Tidak terdengar suara apapun dari Vanila, kututup laptopku yang sedang memuat informasi saham, kualihkan pandanganku kearah Vanila dan kulihat dirinya tertidur pulas dikasurku. Kubenarkan posisi tangannya. Seringkali aku melihat lebam ditubuhnya, siapa lagi kalau bukan perbuatan pacarnya, kuselimuti tubuhnya dan saat itu matanya terbuka.

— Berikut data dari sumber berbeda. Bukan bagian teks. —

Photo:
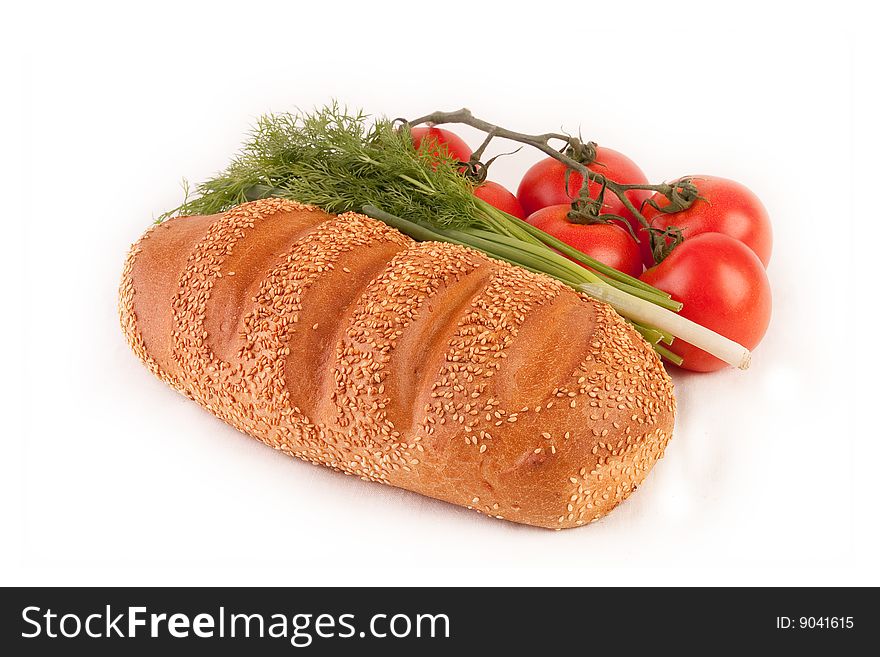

"Udah aku selimutin malah bangun, udah tidur lagi sana" ucapku

"Iya ini aku mau tidur lagi, nurut ini aku. Makasih udah diselimutin terus, perhatian banget, pengen rasanya aku ngerebut kamu dari Tanaya" ucap Vanila

"Yaudah aku tidur lagi" ucap Vanila

***

"Ndre" ucap Vanila

"Kesanmu sama cewek kayak aku tuh gimana?" ucap Vanila

Di sepertiga malam ini, Vanila terbangun kembali dan tiba-tiba saja menanyakan hal itu kepadaku, "Susah buat jawabnya, gak ada yang tau pikiran sama perasaan orang lain" ucapku

"Ndre, banyak yang bilang aku tuh cewek yang gak bener" ucap Vanila

"Emang kamu ngapain, sampai dibilang gak bener? Perasaan yang kamu lakuin ya kayak cewek pada umumnya" ucapku

"Kamu lagi jaga perasaanku ya, kamu sendiri tau kan selama ini dan lebih dari tau dibanding orang lain, kamu pura-pura gak tau ya buat jaga perasaanku?" ucap Vanila, kulihat air matanya mengalir pelan dipipinya

"Ndre, aku boleh peluk kamu gak?" ucap Vanila

Belum aku menjawab, Vanila sudah memelukku dengan erat dan bajuku terkena air matanya itu yang terus mengalir, kutepuk-tepuk pelan punggungnya itu. Kutahu masalah yang dihadapinya berat baginya. Banyak gosip beredar tentangnya di kantor, tidak semuanya kudengar, hanya beberapa saja dan itu juga tidak terlalu kudengarkan, selagi aku tidak mendengarnya langsung dari orangnya, gosip itu bisa saja banyak tidak benarnya. Kutenangkan Vanila.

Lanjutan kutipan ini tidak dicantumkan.